27 septembre 2007
Une église toute simple (Vincent Van Gogh, 1890)
Un cri

Le peintre se penche en arrière et observe la toile. Cette première esquisse le satisfait. Les volumes sont posés, solides, précis. L’église, imposante, occupe les deux tiers de la toile. Il ajoute quelques arbres et maisons derrière les épais contreforts sur la gauche.
La palette chargée de pâte s’impatiente. Les brosses moyennes que Vincent saisit savent déjà ce qu’il faut faire. Elles laissent les formes mauves du dessin préparatoire apparaître et emplissent les vides de matière colorée en variant l’intensité des couleurs. Les taches bleues outremer vives des vitraux donnent du poids, de l’épaisseur, aux murs gris vert. Quelques touches orangées et rouges illuminent les toits.
La brosse encore saturée d’outremer utilisée pour les vitraux balaie le ciel énergiquement dans un geste ondulatoire. Pas de temps à perdre… Le tube de bleu de prusse est pressé vigoureusement sur la toile. La pâte molle s’étale en grands cercles déformés sombres, comme des griffes, autour du clocher. Le mauve restant sur la palette, additionné de vert, couvre de virgules le devant ombré de l’église qui paraît envahi de larves rampantes, grouillantes, s’élançant à l’assaut des murs.
Un nuage rosé distrait l’attention de Vincent. Il s’accroche un instant au clocher et s’effiloche dans l’azur.

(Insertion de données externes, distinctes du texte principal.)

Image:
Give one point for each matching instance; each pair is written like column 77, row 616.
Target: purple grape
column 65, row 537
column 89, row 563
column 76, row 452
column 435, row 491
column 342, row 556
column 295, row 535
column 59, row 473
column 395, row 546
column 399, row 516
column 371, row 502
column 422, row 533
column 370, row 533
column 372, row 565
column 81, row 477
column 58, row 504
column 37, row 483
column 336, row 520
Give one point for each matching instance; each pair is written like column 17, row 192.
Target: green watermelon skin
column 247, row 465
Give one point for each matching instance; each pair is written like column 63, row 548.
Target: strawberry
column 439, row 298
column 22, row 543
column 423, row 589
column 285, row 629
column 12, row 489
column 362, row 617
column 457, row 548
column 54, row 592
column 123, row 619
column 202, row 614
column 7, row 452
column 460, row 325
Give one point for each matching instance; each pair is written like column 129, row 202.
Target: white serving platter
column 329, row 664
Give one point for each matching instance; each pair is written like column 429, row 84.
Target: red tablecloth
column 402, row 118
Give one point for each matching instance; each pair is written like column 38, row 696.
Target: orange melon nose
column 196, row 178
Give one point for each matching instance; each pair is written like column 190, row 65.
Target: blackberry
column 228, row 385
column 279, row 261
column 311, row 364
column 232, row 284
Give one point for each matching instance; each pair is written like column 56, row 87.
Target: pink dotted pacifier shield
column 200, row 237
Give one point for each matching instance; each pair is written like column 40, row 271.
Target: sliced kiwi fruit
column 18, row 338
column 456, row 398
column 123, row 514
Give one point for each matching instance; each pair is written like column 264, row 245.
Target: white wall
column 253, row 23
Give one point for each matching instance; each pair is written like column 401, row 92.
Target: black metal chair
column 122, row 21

Le peintre change de brosse pour les parties claires. Il ensoleille le pré devant l’église et aligne ensuite verticalement des bâtonnets ocre sur les deux chemins sinueux qu’il a préalablement teintés de jaune très pâle. La matière claire restante est utilisée pour souligner le contour des toits de lignes hâtives, irrégulières, qui contrastent avec le ciel sombre. Pour finir, d’une touche légère bleu pâle, il dessine les fins vitraux de l’abside et de la chapelle de la Vierge et, d’un geste étudié, enroule l’horloge ronde qui perce le clocher.

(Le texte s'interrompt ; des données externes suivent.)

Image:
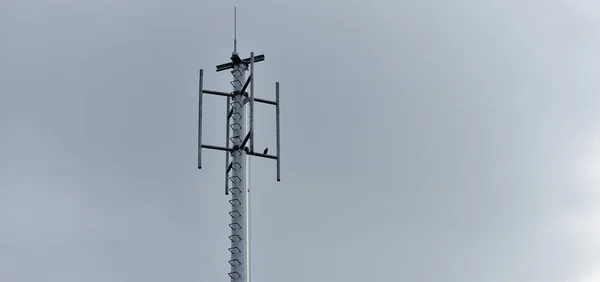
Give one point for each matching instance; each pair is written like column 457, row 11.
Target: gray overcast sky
column 422, row 140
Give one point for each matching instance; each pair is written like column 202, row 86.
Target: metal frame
column 249, row 138
column 235, row 154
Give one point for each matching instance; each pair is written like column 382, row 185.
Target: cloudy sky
column 422, row 140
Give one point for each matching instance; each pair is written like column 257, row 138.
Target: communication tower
column 239, row 147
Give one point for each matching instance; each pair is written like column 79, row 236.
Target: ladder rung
column 234, row 262
column 234, row 275
column 236, row 116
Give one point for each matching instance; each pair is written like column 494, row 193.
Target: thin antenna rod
column 234, row 30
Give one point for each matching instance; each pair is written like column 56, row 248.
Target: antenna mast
column 239, row 147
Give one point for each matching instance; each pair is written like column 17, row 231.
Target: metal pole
column 239, row 226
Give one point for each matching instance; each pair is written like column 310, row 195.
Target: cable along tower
column 239, row 147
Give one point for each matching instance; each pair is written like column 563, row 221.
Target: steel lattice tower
column 239, row 146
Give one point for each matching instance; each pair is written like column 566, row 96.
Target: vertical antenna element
column 277, row 121
column 200, row 120
column 234, row 30
column 251, row 101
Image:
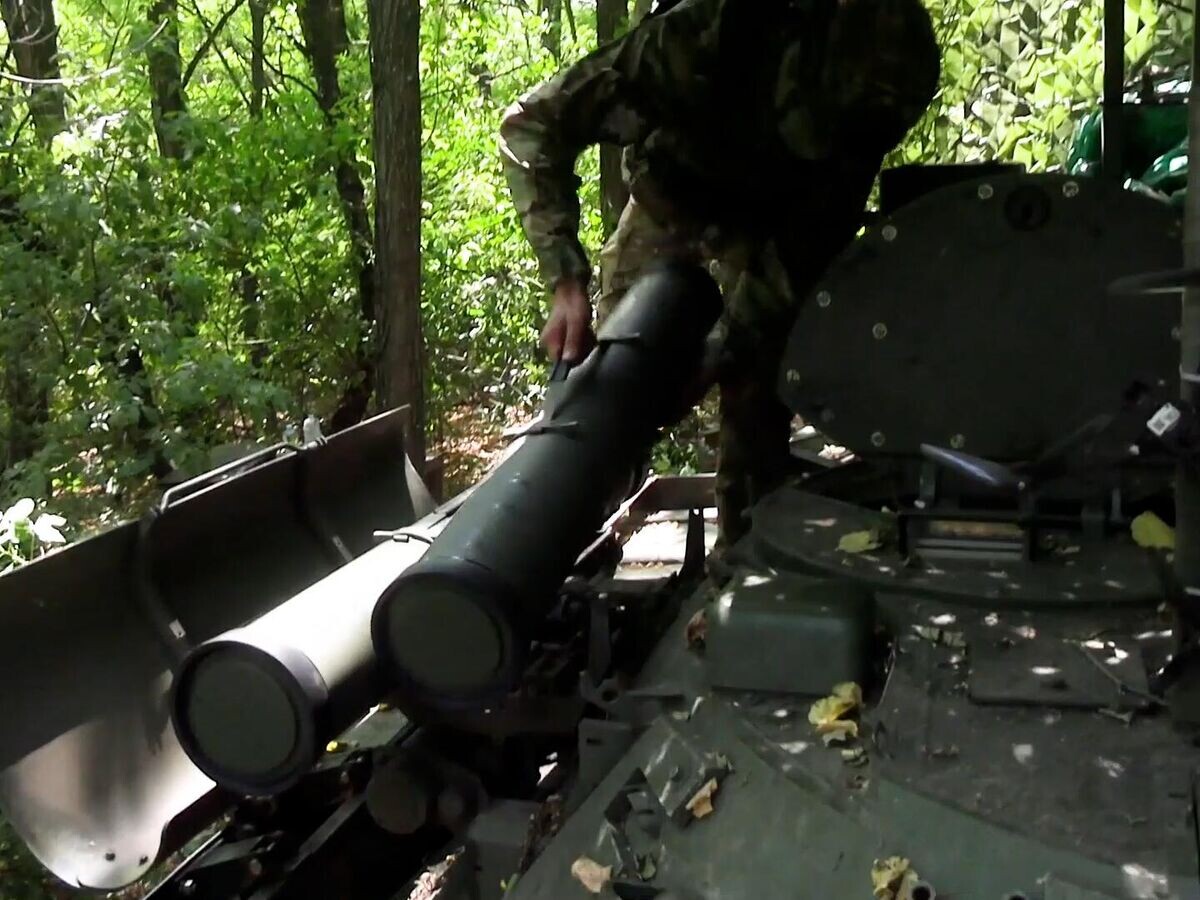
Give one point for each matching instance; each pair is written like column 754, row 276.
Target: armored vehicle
column 953, row 658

Vincent se lève, recule d’un pas et observe son travail. L’église paraît enveloppée d’un lourd manteau sombre qui la fait ployer. Il a volontairement supprimé les contrastes ombrés sur l’édifice ; les volumes sont ainsi amoindris, gommés, ce qui donne plus de présence à l’ensemble. Les murs et les toits ondulent comme mus par une force invisible.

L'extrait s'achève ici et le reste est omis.